Renewed inflation concerns have triggered another wave of turbulence in global bond markets.
On Tuesday, the yield on the 30-year U.S. Treasury note rose by 5 basis points to 5.18%, hitting its highest level since 2007; the two-year yield climbed to 4.11%, a new high since February 2025. This continues weeks of persistent weakness in the bond market, with yields steadily climbing higher.
Behind this latest sell-off are inflationary pressures stemming from war-driven energy price increases and deepening market concerns over persistently widening fiscal deficits.
Previously, most investors viewed 5% as a psychological threshold for the 30-year Treasury yield, expecting buying interest to emerge upon a breakout above that level. However, the recent sharp rise in long-end rates is undermining this assumption, potentially signaling that this $31 trillion market is entering a new era.

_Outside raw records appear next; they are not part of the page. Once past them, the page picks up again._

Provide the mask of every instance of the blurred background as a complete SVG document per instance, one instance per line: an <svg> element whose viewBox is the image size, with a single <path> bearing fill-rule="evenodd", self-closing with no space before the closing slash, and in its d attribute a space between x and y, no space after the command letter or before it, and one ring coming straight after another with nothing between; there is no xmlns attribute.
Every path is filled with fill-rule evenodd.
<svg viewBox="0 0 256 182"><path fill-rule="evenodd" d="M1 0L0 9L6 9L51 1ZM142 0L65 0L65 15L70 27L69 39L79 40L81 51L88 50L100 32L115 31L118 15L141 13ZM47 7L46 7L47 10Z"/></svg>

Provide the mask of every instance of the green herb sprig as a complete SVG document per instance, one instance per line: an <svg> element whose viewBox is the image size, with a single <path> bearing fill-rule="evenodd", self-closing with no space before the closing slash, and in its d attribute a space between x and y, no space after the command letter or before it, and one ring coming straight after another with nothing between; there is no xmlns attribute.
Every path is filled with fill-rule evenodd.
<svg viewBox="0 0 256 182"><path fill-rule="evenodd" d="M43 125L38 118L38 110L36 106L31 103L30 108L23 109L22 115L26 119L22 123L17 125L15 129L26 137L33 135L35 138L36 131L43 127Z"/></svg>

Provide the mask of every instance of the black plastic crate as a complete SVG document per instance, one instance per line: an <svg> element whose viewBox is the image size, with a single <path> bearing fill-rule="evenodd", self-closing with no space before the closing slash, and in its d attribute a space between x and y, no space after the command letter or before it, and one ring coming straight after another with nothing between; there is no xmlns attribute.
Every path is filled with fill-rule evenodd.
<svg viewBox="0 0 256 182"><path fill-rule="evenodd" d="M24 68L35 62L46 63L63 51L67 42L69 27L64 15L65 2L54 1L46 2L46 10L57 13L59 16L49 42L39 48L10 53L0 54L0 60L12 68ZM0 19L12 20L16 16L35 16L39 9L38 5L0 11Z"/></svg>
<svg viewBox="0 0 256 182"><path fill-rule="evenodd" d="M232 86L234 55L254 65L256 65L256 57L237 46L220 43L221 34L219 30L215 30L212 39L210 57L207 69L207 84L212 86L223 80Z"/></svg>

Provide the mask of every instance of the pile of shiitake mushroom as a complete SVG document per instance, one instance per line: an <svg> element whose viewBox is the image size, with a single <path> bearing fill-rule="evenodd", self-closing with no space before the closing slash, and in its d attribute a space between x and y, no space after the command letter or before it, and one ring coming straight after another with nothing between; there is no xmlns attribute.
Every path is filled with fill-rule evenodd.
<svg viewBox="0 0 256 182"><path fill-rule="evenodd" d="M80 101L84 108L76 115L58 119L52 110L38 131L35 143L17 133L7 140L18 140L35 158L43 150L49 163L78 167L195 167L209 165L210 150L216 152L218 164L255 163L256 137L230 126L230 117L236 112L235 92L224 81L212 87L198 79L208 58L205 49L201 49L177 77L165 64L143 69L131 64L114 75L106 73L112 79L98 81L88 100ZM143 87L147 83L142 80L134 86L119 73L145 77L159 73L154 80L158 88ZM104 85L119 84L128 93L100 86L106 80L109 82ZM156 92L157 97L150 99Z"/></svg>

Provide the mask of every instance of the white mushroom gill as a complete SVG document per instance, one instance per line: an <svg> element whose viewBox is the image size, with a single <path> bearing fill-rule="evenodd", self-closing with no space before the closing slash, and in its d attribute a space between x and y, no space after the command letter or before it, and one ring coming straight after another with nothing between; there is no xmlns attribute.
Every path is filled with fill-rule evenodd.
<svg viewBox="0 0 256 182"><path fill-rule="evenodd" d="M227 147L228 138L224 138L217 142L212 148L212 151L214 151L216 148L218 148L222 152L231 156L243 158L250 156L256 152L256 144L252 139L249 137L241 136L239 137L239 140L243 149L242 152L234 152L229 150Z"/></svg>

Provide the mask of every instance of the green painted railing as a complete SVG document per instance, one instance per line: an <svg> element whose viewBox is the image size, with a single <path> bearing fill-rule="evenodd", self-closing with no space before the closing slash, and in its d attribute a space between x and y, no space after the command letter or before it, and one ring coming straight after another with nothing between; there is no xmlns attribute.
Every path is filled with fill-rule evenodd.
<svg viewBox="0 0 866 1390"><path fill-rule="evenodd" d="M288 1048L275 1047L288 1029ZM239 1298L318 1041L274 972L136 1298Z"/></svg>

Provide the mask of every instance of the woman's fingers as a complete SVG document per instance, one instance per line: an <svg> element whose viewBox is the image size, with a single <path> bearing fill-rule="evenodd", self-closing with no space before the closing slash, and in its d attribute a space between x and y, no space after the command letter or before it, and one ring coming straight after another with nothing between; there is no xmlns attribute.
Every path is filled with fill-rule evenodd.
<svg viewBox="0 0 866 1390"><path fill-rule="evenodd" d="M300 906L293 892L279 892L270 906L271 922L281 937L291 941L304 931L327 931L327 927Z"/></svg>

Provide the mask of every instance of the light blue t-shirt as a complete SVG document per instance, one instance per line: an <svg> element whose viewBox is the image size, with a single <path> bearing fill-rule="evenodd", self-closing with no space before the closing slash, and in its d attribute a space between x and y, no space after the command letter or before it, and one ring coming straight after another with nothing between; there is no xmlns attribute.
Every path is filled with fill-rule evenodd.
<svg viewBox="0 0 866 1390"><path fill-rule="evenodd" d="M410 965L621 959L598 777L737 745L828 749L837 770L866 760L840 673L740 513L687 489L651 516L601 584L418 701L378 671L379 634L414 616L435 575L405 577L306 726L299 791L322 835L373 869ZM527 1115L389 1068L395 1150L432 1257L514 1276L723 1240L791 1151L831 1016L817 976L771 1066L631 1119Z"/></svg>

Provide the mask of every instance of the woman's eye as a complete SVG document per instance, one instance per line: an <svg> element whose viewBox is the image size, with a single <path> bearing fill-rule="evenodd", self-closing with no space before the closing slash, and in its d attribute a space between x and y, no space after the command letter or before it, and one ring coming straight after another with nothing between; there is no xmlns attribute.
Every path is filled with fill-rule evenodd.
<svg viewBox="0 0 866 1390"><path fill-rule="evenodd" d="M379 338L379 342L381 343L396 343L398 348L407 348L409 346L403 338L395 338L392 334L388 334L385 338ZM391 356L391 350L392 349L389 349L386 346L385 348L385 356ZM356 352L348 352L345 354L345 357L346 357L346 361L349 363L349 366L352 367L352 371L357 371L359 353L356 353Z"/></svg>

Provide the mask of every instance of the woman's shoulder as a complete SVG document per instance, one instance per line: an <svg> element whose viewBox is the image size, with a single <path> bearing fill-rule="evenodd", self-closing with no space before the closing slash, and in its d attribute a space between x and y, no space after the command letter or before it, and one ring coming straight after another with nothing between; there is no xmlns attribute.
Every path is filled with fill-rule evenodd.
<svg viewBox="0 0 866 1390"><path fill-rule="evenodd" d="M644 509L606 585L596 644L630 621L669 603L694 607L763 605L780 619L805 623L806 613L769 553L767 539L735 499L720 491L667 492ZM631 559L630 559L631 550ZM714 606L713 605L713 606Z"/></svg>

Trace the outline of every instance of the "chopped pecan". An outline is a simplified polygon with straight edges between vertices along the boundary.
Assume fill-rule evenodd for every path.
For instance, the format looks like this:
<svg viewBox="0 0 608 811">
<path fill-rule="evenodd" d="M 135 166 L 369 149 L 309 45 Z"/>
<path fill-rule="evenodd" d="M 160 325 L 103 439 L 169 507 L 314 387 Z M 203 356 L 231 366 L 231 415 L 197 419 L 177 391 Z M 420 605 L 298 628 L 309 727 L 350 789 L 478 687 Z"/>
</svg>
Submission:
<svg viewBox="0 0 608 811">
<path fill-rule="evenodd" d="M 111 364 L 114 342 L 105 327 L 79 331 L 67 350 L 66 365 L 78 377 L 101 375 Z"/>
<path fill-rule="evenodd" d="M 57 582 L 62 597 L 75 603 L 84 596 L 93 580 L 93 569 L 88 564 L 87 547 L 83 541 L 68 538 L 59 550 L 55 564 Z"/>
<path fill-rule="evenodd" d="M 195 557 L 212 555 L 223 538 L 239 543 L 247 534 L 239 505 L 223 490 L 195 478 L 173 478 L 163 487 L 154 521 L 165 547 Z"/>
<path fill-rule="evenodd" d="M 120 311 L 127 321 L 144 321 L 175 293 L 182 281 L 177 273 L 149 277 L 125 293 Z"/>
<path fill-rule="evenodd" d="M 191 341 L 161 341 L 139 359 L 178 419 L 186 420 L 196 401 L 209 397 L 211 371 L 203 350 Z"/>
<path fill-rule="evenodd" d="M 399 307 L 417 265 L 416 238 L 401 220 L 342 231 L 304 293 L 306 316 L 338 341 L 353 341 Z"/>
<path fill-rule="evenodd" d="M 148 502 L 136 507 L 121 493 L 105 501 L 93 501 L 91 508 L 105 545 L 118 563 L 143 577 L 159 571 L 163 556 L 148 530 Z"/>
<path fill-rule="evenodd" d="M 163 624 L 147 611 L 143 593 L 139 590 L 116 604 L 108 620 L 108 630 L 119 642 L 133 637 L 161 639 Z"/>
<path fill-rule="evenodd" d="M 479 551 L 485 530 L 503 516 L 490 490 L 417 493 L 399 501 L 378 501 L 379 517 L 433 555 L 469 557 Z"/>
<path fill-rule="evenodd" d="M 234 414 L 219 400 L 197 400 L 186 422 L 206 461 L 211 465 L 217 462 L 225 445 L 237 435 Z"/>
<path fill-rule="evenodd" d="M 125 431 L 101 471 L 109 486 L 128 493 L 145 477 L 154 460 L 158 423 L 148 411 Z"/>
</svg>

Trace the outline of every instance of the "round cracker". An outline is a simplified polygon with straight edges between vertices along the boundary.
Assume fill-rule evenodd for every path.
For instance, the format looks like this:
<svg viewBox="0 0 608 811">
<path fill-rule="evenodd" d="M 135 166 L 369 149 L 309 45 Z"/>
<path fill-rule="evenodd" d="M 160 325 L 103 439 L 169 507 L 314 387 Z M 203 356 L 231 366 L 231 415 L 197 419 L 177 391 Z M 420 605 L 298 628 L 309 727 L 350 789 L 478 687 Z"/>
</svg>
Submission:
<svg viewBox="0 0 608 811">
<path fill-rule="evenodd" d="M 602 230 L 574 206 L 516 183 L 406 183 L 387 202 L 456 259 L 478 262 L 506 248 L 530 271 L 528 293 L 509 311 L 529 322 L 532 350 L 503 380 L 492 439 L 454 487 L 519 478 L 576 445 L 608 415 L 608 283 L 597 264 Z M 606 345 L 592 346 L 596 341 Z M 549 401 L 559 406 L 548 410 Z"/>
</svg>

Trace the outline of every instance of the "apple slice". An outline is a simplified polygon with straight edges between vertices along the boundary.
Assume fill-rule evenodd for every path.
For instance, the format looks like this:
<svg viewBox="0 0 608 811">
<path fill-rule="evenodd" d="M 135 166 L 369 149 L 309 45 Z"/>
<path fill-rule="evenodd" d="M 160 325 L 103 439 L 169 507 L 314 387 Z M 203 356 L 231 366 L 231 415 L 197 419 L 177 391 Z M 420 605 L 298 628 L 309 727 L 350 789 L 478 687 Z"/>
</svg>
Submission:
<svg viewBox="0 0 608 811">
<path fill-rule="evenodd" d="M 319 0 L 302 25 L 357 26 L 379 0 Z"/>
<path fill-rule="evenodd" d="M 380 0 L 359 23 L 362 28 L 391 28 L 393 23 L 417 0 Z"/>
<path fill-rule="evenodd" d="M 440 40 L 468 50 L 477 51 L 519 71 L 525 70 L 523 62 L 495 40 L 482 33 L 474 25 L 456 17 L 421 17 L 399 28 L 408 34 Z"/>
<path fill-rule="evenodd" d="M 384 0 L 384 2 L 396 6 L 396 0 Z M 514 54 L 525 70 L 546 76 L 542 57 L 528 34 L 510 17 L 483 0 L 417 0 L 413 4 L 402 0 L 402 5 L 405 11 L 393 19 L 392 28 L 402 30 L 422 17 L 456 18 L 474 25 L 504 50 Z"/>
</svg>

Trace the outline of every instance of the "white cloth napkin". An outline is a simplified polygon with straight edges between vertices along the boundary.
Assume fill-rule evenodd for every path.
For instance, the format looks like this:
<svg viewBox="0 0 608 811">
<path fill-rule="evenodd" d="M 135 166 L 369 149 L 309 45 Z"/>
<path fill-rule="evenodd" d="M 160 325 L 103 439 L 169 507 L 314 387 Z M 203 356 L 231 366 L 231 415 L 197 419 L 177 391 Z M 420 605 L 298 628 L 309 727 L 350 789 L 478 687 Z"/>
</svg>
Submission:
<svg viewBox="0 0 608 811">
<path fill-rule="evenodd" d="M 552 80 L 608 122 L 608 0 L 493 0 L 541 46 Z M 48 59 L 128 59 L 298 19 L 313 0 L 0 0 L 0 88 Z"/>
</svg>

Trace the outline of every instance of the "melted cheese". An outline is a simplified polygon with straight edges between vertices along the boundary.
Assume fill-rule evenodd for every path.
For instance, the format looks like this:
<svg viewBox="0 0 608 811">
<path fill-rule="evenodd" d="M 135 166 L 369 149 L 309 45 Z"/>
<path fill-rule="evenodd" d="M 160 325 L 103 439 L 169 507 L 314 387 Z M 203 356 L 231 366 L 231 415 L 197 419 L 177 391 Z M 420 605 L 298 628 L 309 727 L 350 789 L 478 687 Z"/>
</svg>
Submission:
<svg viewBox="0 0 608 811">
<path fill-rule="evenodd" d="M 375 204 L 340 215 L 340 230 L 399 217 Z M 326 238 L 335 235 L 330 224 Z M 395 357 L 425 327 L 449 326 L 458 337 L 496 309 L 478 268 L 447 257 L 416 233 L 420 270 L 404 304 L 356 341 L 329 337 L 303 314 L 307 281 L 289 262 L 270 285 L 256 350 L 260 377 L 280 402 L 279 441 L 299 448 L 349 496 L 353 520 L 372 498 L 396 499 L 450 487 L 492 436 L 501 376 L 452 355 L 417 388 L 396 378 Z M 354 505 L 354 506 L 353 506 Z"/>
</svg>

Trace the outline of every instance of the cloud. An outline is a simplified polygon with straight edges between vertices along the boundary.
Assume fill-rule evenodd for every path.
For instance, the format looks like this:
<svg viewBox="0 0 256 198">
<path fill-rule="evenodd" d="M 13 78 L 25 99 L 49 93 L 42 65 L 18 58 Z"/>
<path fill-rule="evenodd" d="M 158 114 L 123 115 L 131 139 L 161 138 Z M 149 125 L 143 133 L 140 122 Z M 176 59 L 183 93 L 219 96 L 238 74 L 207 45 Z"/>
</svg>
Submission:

According to a prior article by Wall Street CN, Citi macro rate strategist Jim McCormick stated that traders have now set their next key round-number target for the 30-year Treasury yield at 5.5%. He noted that core inflation shows no clear signs of cooling and the U.S. economy remains resilient, implying that the Federal Reserve is unlikely to cut rates in the near term, prompting investors to reassess the value proposition of holding long-dated Treasuries.

Inflation and Fiscal Pressures Fuel Pessimism in Long-Duration Bonds
Institutional investors are showing increasingly pronounced pessimism toward long-end bonds. Ajay Rajadhyaksha, Chairman of Barclays Global Research, remarked: “With debt growing faster than the economy, inflation expectations continuing to deteriorate, and a lack of political will for fiscal reform, there is little rationale for chasing long-duration assets.”
This statement reflects the market’s strong consensus around the narrative of ‘higher for longer’ interest rates. With inflation expectations and fiscal concerns reinforcing each other, investors are being forced to re-evaluate their assumptions about the Federal Reserve’s policy trajectory, placing systemic pressure on positions previously built on expectations of imminent rate cuts.
Pricing in the interest rate swaps market is particularly telling. Data show that market bets on the Fed’s next rate hike are intensifying—sharply contrasting with pre-war expectations of multiple rate cuts—and reflect a fundamental shift in investor views regarding the persistence of inflation.
As the benchmark anchor for global asset pricing, the sustained rise in long-end U.S. Treasury yields is transmitting through channels such as mortgage rates and corporate borrowing costs into the real economy, exerting broad-based effects on global credit conditions.